Oregon’s largest private sector union has worked to build up its political muscle in recent years, after years of punching below its weight. The union, United Food and Commercial Workers (UFCW) Local 555, represents 19,000 workers in Oregon and Southwest Washington, most at chain grocery stores like Fred Meyer, Safeway, Albertsons, and QFC.
Secretary-treasurer Jeff Anderson says Local 555 used to stick to negotiating and enforcing collective bargaining agreements, and didn’t see politics as central to its mission. But after his 2008 election to union leadership — on a slate with president Dan Clay — Local 555 worked to increase political engagement in order to win through legislation what it had trouble gaining in contract bargaining.
I’m sick of being on defense. I want to take our organizations and go on offense.” — UFCW Local 555 secretary-treasurer Jeff Anderson
Local 555 has put its war chest to work in distinctive ways, and has had a string of successes.
It was the only union to back marijuana legalization in a big way, contributing $75,000 to the successful campaign to pass Oregon’s Ballot Measure 91. That’s in sync with UFCW’s national policy of support for opening up (and unionizing) new hemp and cannabis industries.
Though Local 555 isn’t affiliated with the Oregon AFL-CIO, it’s active in local AFL-CIO affiliated central labor councils, and it’s big supporter of a union-led minor political party, the Oregon Working Families Party. The Working Families Party’s door-to-door canvass is a key part of Local 555’s political effort. In two hard-fought but successful paid sick leave campaigns, the canvass, backed by funds from Local 555, helped mobilize public support.

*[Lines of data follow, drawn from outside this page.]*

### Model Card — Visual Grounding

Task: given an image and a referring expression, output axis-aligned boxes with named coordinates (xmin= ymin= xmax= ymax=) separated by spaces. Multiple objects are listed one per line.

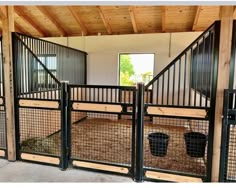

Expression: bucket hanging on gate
xmin=184 ymin=132 xmax=207 ymax=158
xmin=147 ymin=132 xmax=169 ymax=157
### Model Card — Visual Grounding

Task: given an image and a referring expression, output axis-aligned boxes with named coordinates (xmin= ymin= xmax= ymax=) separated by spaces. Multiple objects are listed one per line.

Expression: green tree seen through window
xmin=120 ymin=55 xmax=135 ymax=86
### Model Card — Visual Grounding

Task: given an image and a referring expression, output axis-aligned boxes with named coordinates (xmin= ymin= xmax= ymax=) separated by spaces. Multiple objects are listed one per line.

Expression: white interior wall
xmin=43 ymin=32 xmax=202 ymax=86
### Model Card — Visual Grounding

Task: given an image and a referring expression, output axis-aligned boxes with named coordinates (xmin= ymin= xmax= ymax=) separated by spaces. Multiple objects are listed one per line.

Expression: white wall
xmin=43 ymin=32 xmax=202 ymax=85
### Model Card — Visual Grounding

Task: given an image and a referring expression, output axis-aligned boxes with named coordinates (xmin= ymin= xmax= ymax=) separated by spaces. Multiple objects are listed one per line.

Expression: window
xmin=119 ymin=53 xmax=154 ymax=86
xmin=32 ymin=54 xmax=57 ymax=90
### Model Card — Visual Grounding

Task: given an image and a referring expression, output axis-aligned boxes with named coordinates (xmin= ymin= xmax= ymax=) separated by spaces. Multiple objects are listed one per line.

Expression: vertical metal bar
xmin=194 ymin=42 xmax=199 ymax=107
xmin=162 ymin=74 xmax=164 ymax=104
xmin=60 ymin=81 xmax=69 ymax=170
xmin=178 ymin=59 xmax=181 ymax=105
xmin=189 ymin=48 xmax=193 ymax=106
xmin=156 ymin=79 xmax=159 ymax=104
xmin=200 ymin=36 xmax=206 ymax=107
xmin=172 ymin=63 xmax=175 ymax=105
xmin=130 ymin=87 xmax=136 ymax=178
xmin=219 ymin=89 xmax=230 ymax=182
xmin=167 ymin=69 xmax=170 ymax=105
xmin=183 ymin=53 xmax=187 ymax=106
xmin=135 ymin=82 xmax=144 ymax=182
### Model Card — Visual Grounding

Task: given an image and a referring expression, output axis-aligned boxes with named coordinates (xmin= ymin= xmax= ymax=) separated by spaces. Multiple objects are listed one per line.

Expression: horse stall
xmin=10 ymin=19 xmax=221 ymax=182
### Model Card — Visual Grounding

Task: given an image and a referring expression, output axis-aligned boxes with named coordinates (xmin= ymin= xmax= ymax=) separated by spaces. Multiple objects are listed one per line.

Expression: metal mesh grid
xmin=225 ymin=124 xmax=236 ymax=181
xmin=19 ymin=107 xmax=61 ymax=157
xmin=144 ymin=116 xmax=209 ymax=176
xmin=0 ymin=105 xmax=6 ymax=149
xmin=71 ymin=111 xmax=133 ymax=166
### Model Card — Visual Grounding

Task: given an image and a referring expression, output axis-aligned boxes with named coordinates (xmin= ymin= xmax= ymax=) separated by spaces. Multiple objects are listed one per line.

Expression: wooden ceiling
xmin=0 ymin=6 xmax=229 ymax=37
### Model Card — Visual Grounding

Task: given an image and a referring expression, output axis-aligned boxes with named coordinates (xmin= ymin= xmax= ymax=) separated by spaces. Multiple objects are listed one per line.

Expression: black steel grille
xmin=0 ymin=106 xmax=6 ymax=149
xmin=144 ymin=117 xmax=209 ymax=177
xmin=19 ymin=107 xmax=61 ymax=157
xmin=71 ymin=112 xmax=132 ymax=166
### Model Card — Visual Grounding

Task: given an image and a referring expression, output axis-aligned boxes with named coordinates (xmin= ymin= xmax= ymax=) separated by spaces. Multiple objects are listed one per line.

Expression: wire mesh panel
xmin=0 ymin=106 xmax=6 ymax=151
xmin=220 ymin=90 xmax=236 ymax=182
xmin=19 ymin=108 xmax=61 ymax=157
xmin=144 ymin=116 xmax=209 ymax=178
xmin=69 ymin=85 xmax=136 ymax=175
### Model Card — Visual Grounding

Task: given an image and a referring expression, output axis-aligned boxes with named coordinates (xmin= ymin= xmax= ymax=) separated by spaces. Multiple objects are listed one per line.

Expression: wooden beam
xmin=2 ymin=6 xmax=16 ymax=161
xmin=72 ymin=102 xmax=122 ymax=113
xmin=21 ymin=153 xmax=60 ymax=165
xmin=147 ymin=107 xmax=207 ymax=118
xmin=67 ymin=6 xmax=88 ymax=36
xmin=14 ymin=6 xmax=47 ymax=37
xmin=97 ymin=6 xmax=112 ymax=34
xmin=73 ymin=160 xmax=129 ymax=174
xmin=146 ymin=171 xmax=203 ymax=182
xmin=36 ymin=6 xmax=67 ymax=37
xmin=211 ymin=6 xmax=234 ymax=182
xmin=192 ymin=6 xmax=202 ymax=31
xmin=14 ymin=22 xmax=31 ymax=35
xmin=128 ymin=6 xmax=138 ymax=33
xmin=161 ymin=6 xmax=166 ymax=32
xmin=19 ymin=100 xmax=59 ymax=109
xmin=0 ymin=6 xmax=7 ymax=19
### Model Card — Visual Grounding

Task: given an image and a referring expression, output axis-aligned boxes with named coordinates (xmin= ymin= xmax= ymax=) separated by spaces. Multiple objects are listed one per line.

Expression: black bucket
xmin=147 ymin=132 xmax=169 ymax=157
xmin=184 ymin=132 xmax=207 ymax=158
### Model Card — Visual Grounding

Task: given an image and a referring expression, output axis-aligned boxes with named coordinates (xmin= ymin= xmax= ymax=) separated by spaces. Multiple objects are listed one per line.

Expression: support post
xmin=1 ymin=6 xmax=16 ymax=161
xmin=135 ymin=82 xmax=144 ymax=182
xmin=211 ymin=6 xmax=234 ymax=182
xmin=60 ymin=81 xmax=69 ymax=170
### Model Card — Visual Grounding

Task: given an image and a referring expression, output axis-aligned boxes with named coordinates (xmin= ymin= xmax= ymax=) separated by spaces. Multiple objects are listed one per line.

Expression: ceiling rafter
xmin=67 ymin=6 xmax=88 ymax=36
xmin=36 ymin=6 xmax=67 ymax=37
xmin=15 ymin=22 xmax=31 ymax=35
xmin=161 ymin=6 xmax=166 ymax=32
xmin=0 ymin=6 xmax=7 ymax=20
xmin=192 ymin=6 xmax=202 ymax=31
xmin=14 ymin=6 xmax=47 ymax=37
xmin=97 ymin=6 xmax=112 ymax=35
xmin=129 ymin=6 xmax=138 ymax=33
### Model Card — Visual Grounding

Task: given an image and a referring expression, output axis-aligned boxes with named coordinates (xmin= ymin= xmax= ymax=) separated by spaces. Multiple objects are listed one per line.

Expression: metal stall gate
xmin=219 ymin=21 xmax=236 ymax=182
xmin=138 ymin=21 xmax=220 ymax=182
xmin=68 ymin=85 xmax=136 ymax=177
xmin=13 ymin=33 xmax=63 ymax=167
xmin=12 ymin=32 xmax=87 ymax=168
xmin=0 ymin=37 xmax=7 ymax=159
xmin=219 ymin=89 xmax=236 ymax=182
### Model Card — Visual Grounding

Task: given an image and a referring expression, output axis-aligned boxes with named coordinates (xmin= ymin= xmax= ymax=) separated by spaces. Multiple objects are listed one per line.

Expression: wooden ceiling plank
xmin=15 ymin=22 xmax=31 ymax=35
xmin=97 ymin=6 xmax=112 ymax=34
xmin=161 ymin=6 xmax=166 ymax=32
xmin=67 ymin=6 xmax=88 ymax=36
xmin=192 ymin=6 xmax=202 ymax=31
xmin=14 ymin=6 xmax=46 ymax=37
xmin=0 ymin=6 xmax=7 ymax=19
xmin=37 ymin=6 xmax=67 ymax=37
xmin=128 ymin=6 xmax=138 ymax=33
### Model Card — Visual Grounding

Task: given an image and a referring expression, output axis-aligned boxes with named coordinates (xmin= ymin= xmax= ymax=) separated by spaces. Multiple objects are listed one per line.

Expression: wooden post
xmin=1 ymin=6 xmax=16 ymax=161
xmin=211 ymin=6 xmax=234 ymax=182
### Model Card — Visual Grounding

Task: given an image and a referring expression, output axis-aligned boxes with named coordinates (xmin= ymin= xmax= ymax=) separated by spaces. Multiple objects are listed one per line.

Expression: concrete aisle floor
xmin=0 ymin=159 xmax=134 ymax=182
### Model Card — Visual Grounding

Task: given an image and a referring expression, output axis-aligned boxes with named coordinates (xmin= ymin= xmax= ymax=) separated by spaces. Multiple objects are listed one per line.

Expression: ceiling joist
xmin=15 ymin=22 xmax=31 ymax=35
xmin=14 ymin=6 xmax=47 ymax=37
xmin=0 ymin=6 xmax=7 ymax=20
xmin=161 ymin=6 xmax=166 ymax=32
xmin=37 ymin=6 xmax=67 ymax=37
xmin=192 ymin=6 xmax=202 ymax=31
xmin=67 ymin=6 xmax=88 ymax=36
xmin=129 ymin=6 xmax=138 ymax=33
xmin=97 ymin=6 xmax=112 ymax=35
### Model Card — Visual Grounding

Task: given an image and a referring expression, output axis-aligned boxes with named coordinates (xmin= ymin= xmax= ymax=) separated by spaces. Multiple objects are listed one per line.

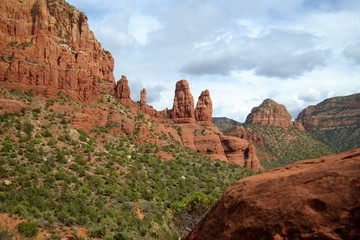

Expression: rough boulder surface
xmin=188 ymin=148 xmax=360 ymax=240
xmin=245 ymin=99 xmax=292 ymax=128
xmin=170 ymin=80 xmax=195 ymax=123
xmin=195 ymin=89 xmax=213 ymax=126
xmin=0 ymin=0 xmax=115 ymax=100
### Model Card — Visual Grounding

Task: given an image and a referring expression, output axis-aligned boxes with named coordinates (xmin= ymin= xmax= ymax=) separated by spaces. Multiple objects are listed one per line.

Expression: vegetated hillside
xmin=212 ymin=117 xmax=239 ymax=133
xmin=296 ymin=93 xmax=360 ymax=152
xmin=0 ymin=89 xmax=256 ymax=239
xmin=244 ymin=123 xmax=334 ymax=169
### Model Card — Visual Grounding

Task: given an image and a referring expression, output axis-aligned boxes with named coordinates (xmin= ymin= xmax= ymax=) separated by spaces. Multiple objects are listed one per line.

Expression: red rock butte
xmin=245 ymin=98 xmax=293 ymax=128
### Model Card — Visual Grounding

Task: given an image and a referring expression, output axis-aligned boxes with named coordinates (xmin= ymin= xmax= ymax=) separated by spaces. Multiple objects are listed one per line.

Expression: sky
xmin=67 ymin=0 xmax=360 ymax=122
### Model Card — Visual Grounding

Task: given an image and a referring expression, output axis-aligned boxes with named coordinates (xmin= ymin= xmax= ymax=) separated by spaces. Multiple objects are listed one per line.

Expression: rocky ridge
xmin=245 ymin=98 xmax=293 ymax=128
xmin=295 ymin=93 xmax=360 ymax=151
xmin=0 ymin=0 xmax=115 ymax=101
xmin=188 ymin=148 xmax=360 ymax=240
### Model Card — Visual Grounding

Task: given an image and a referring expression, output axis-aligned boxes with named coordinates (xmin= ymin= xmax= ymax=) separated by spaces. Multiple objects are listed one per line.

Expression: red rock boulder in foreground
xmin=188 ymin=148 xmax=360 ymax=240
xmin=0 ymin=0 xmax=115 ymax=101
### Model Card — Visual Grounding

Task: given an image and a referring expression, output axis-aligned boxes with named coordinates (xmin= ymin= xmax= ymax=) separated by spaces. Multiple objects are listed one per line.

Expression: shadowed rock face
xmin=187 ymin=148 xmax=360 ymax=240
xmin=0 ymin=0 xmax=114 ymax=100
xmin=245 ymin=99 xmax=292 ymax=128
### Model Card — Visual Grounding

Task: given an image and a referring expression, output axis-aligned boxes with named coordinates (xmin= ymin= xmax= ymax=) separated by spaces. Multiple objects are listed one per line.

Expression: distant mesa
xmin=295 ymin=93 xmax=360 ymax=151
xmin=245 ymin=98 xmax=293 ymax=128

For years, Local 555 had tried to negotiate “first day” sick leave into its grocery contracts — which offer paid sick leave only after workers have been out for two days. But it was unable to wrest that concession from giant corporations like Kroger — in a low-profit-margin industry with low-cost nonunion competition like Walmart. So when an August 2012 poll commissioned by Local 555 showed strong support among Portland voters for paid sick leave, union leaders sensed it was possible that a community coalition could win politically — for all workers — what Local 555’s employers had refused. Local 555 backed Charlie Hales for mayor, and Amanda Fritz for commissioner. Both won election in November 2012. The following March, the Fritz-sponsored ordinance passed unanimously, making Portland the fourth local jurisdiction in the United States to require paid sick leave. Eugene passed a similar ordinance in July 2014.

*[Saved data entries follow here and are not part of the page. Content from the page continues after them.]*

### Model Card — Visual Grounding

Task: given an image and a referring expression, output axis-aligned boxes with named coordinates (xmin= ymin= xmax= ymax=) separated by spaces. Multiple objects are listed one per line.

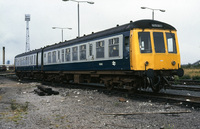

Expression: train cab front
xmin=129 ymin=21 xmax=184 ymax=92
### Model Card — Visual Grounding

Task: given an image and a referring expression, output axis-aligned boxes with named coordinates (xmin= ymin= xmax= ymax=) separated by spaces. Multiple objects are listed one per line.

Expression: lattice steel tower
xmin=25 ymin=14 xmax=30 ymax=52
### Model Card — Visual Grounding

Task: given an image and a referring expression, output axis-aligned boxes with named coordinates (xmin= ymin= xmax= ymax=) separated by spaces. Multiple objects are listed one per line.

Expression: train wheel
xmin=150 ymin=76 xmax=161 ymax=93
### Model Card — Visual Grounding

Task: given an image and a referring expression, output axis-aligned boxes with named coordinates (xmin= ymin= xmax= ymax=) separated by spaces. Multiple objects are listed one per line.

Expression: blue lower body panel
xmin=15 ymin=59 xmax=130 ymax=72
xmin=43 ymin=59 xmax=130 ymax=71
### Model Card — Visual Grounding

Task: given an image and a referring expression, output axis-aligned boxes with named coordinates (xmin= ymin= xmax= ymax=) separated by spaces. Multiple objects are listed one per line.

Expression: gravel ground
xmin=0 ymin=76 xmax=200 ymax=129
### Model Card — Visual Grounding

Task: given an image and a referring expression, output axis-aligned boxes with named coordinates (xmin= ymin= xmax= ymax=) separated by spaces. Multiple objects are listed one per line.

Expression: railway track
xmin=169 ymin=85 xmax=200 ymax=92
xmin=171 ymin=79 xmax=200 ymax=85
xmin=41 ymin=81 xmax=200 ymax=107
xmin=136 ymin=91 xmax=200 ymax=107
xmin=3 ymin=74 xmax=200 ymax=107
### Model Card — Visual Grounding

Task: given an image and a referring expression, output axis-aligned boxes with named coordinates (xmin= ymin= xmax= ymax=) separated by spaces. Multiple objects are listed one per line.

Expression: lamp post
xmin=52 ymin=27 xmax=72 ymax=42
xmin=62 ymin=0 xmax=94 ymax=37
xmin=141 ymin=7 xmax=165 ymax=20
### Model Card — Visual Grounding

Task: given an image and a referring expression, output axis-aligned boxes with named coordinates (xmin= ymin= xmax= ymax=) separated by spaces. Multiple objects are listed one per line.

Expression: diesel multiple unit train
xmin=15 ymin=20 xmax=184 ymax=92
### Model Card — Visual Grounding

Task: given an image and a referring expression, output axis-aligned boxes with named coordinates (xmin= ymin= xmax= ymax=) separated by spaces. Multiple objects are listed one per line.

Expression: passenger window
xmin=52 ymin=51 xmax=56 ymax=63
xmin=65 ymin=48 xmax=71 ymax=61
xmin=72 ymin=46 xmax=78 ymax=61
xmin=48 ymin=52 xmax=51 ymax=63
xmin=96 ymin=41 xmax=104 ymax=58
xmin=38 ymin=53 xmax=41 ymax=65
xmin=138 ymin=32 xmax=152 ymax=53
xmin=30 ymin=56 xmax=33 ymax=65
xmin=27 ymin=56 xmax=29 ymax=65
xmin=58 ymin=50 xmax=60 ymax=62
xmin=153 ymin=32 xmax=165 ymax=53
xmin=166 ymin=33 xmax=177 ymax=53
xmin=34 ymin=55 xmax=36 ymax=65
xmin=89 ymin=44 xmax=93 ymax=56
xmin=109 ymin=38 xmax=119 ymax=57
xmin=61 ymin=49 xmax=64 ymax=62
xmin=80 ymin=45 xmax=86 ymax=60
xmin=44 ymin=53 xmax=46 ymax=64
xmin=23 ymin=58 xmax=24 ymax=65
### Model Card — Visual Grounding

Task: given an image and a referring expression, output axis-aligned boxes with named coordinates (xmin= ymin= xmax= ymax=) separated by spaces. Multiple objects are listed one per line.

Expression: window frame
xmin=48 ymin=52 xmax=51 ymax=64
xmin=96 ymin=40 xmax=105 ymax=59
xmin=153 ymin=32 xmax=166 ymax=53
xmin=72 ymin=46 xmax=78 ymax=61
xmin=166 ymin=32 xmax=177 ymax=54
xmin=52 ymin=51 xmax=56 ymax=63
xmin=80 ymin=44 xmax=86 ymax=60
xmin=109 ymin=37 xmax=119 ymax=57
xmin=138 ymin=32 xmax=152 ymax=54
xmin=65 ymin=48 xmax=71 ymax=62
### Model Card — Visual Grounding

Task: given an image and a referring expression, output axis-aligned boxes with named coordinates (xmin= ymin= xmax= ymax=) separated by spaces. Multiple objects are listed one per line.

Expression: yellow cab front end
xmin=130 ymin=28 xmax=183 ymax=77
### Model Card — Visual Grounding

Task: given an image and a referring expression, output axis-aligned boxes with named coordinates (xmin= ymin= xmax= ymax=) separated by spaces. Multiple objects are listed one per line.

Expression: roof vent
xmin=92 ymin=32 xmax=94 ymax=34
xmin=130 ymin=20 xmax=133 ymax=23
xmin=116 ymin=24 xmax=119 ymax=27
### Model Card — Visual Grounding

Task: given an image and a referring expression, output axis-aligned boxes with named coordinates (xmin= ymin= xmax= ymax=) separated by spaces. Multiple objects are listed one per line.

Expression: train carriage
xmin=15 ymin=19 xmax=184 ymax=92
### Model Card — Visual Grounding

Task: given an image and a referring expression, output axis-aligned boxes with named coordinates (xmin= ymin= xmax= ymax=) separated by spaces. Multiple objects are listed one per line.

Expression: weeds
xmin=192 ymin=75 xmax=200 ymax=80
xmin=175 ymin=68 xmax=200 ymax=81
xmin=1 ymin=100 xmax=30 ymax=123
xmin=10 ymin=100 xmax=29 ymax=112
xmin=179 ymin=75 xmax=191 ymax=80
xmin=114 ymin=102 xmax=120 ymax=107
xmin=164 ymin=124 xmax=175 ymax=129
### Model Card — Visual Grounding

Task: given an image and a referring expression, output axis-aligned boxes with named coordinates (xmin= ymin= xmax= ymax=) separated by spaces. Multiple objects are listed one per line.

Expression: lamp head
xmin=160 ymin=9 xmax=165 ymax=12
xmin=87 ymin=1 xmax=94 ymax=4
xmin=141 ymin=7 xmax=146 ymax=9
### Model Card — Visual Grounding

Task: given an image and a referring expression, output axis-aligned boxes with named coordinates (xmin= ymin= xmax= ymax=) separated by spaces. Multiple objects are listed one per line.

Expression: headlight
xmin=145 ymin=61 xmax=149 ymax=66
xmin=171 ymin=61 xmax=176 ymax=66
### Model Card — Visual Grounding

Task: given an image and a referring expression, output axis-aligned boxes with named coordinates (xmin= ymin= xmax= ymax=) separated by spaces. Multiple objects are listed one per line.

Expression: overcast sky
xmin=0 ymin=0 xmax=200 ymax=65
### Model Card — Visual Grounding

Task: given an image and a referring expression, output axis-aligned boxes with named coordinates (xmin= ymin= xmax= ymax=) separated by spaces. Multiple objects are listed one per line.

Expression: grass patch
xmin=179 ymin=74 xmax=191 ymax=80
xmin=10 ymin=100 xmax=29 ymax=112
xmin=176 ymin=68 xmax=200 ymax=80
xmin=5 ymin=100 xmax=29 ymax=123
xmin=164 ymin=124 xmax=175 ymax=129
xmin=184 ymin=68 xmax=200 ymax=78
xmin=192 ymin=75 xmax=200 ymax=81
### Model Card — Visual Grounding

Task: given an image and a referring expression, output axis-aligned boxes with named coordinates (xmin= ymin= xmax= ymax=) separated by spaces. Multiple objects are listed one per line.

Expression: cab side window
xmin=166 ymin=33 xmax=177 ymax=53
xmin=125 ymin=36 xmax=130 ymax=53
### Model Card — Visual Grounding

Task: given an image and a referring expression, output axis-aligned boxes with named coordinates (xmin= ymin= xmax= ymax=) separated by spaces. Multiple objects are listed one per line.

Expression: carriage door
xmin=88 ymin=43 xmax=94 ymax=61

And in the February 2014 short session of Oregon Legislature, Local 555 won another reform important to its members: After many years of trying, it got a law passed that ended criminal penalties against cashiers for mistakenly selling alcohol to minors, replacing it with civil fines instead.
Local 555 has pursued unconventional electoral approaches, like backing long-shot candidates in areas of the state not traditionally favorable for pro-union candidates. It’s a strategy suited to Local 555’s geographically diverse rank-and-file: About half of its 17,000 Oregon members are in less populous areas of the state.
“I’m sick of being on defense,” Anderson told the Labor Press. “I want to take our organizations and go on offense.”
This election cycle, Local 555 went after the two most iconic tea party candidates for Oregon Legislature.
When conservative talk radio host Bill Post ran for the House District 25 (Newberg/Keizer) seat vacated by Kim Thatcher, Local 555 gave heavy support to Independent candidate Chuck Lee. The Working Families Party canvassed over 17,000 doors in the district, and Local 555 contributed $50,000 in cash and close to $30,000 in-kind contributions. In the end, Post won with nearly 55 percent of the vote.
In House District 23 (Dallas), Local 555 defended incumbent Republican Jim Thompson against a primary challenge from far-right conservative Mike Nearman. After Thompson lost, Local 555 backed Democrat Wanda Davis to the tune of $15,000. Nearman won with close to 52 percent to 37 percent for Davis.
“We wrestled with the tail of the tiger,” Anderson said. “They won, but strategically, we won, because all this money that would have gone elsewhere came in to defend the two Tea Party candidates.”
Anderson said taking the fight to new territory led anti-union funders to spend heavily to clinch the two races. Over $230,000 was spent to elect Post, and just under $200,000 to elect Nearman.
“We believe that taking our message to the red counties, in a populist environment, can win.”